Photo collection famille Bréchu
Photo collection famille Bréchu

Moniteur de ski et guide de haute montagne

« Après guerre, les groupements Jeunesse et Montagne n’avaient plus lieu d’être et ont été transformés en association UNCM (Union nationale des centres de montagne), puis UCPA en 1965, et Jules a été convié à l’ENSA pour préparer les diplômes de guide de haute montagne et de moniteur de ski. C’étaient les premières promotions, au début des années 50. Il avait un très bon niveau à ski et a participé aux championnats de France. Bon alpiniste également, il a effectué son stage de guide en compagnie d’anciens de J&M comme Lionel Terray, Louis Lachenal, Gaston Rébuffat… Avec eux, il a réalisé la troisième ascension de l’éperon Croz aux Grandes Jorasses, et Lionel Terray venait souvent grimper au Bez, nos parents l’hébergeaient.

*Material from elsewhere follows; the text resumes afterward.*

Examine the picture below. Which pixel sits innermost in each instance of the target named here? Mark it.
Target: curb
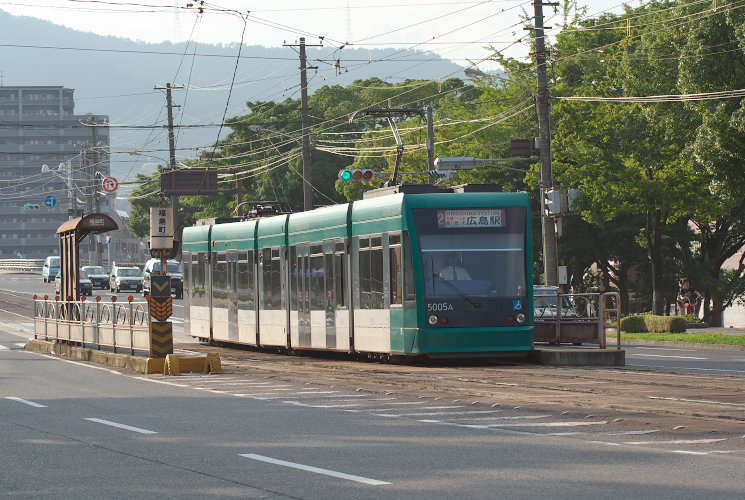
(582, 357)
(689, 345)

Après avoir été nommé dans plusieurs centres UNCM, dont le centre Vallot à Chamonix, papa a été muté au Bez en 1946 et c’est dans ce petit village de la vallée de la Guisane qu’il a décidé de poser ses valises, en achetant une maison au pied des pistes. Pendant qu’il enseignait et faisait le guide, maman s’occupait de nous, les quatre enfants : Monique, Henri, François et Jacques. L’hiver, elle faisait quelques extras dans les commerces de la station qui commençait à se développer – le téléphérique de Serre-Chevalier a été inauguré en 1941, en pleine guerre ! Tout le monde montait là-haut depuis Chantemerle, à 2550 mètres, et redescendait en hors-piste. Gamins, nous avons appris à skier dans les champs, dans la cour de l’école ou dans les rues du village car il n’y avait pas de voitures. Et puis, à côté de chez nous, il y avait le téléski de Madame Veyne, le seul remonte-pente du Bez… Nous y passions tout notre temps libre, sur une pente bien raide que nous descendions en petits virages. C’est pour ça que les Bréchu sont devenus de bons slalomeurs ! En grandissant, nous avons tous fait partie du CSHB, le ski-club du Briançonnais, le seul de la vallée à l’époque. Parfois, nous suivions à distance notre père avec ses élèves, mais nous avons très peu skié avec lui. Il aimait vraiment enseigner, guider, il baignait dans ce milieu été comme hiver. »

La fibre commerçante

« En 1968, la télécabine de Fréjus a été construite. Papa avait cédé un bout de terrain à la commune, pour trois francs six sous, afin d’y implanter la gare de départ. Un an plus tard, il a eu l’idée d’installer une cabane pour louer du matériel de ski sur une partie de la choulière (notre potager) qui se trouvait au pied de la télécabine. Maman était ravie de tenir la boutique ! Elle louait et réglait les skis pendant que papa enseignait à l’UCPA. Et le soir, il remettait les skis en état. Cela a duré quatre ans, maman s’est régalée, elle a fait fructifier la cabane avec un stock de plus de cent cinquante paires de skis et a ainsi posé les fondations de notre entreprise familiale. Fin 1973, avec l’essor de la station, le centre commercial de Villeneuve a été créé, le maire proposait aux gens du pays de prendre des locaux, on a foncé ! On a ouvert un magasin, plus spacieux que la cabane, dans le centre de Pré-Long. »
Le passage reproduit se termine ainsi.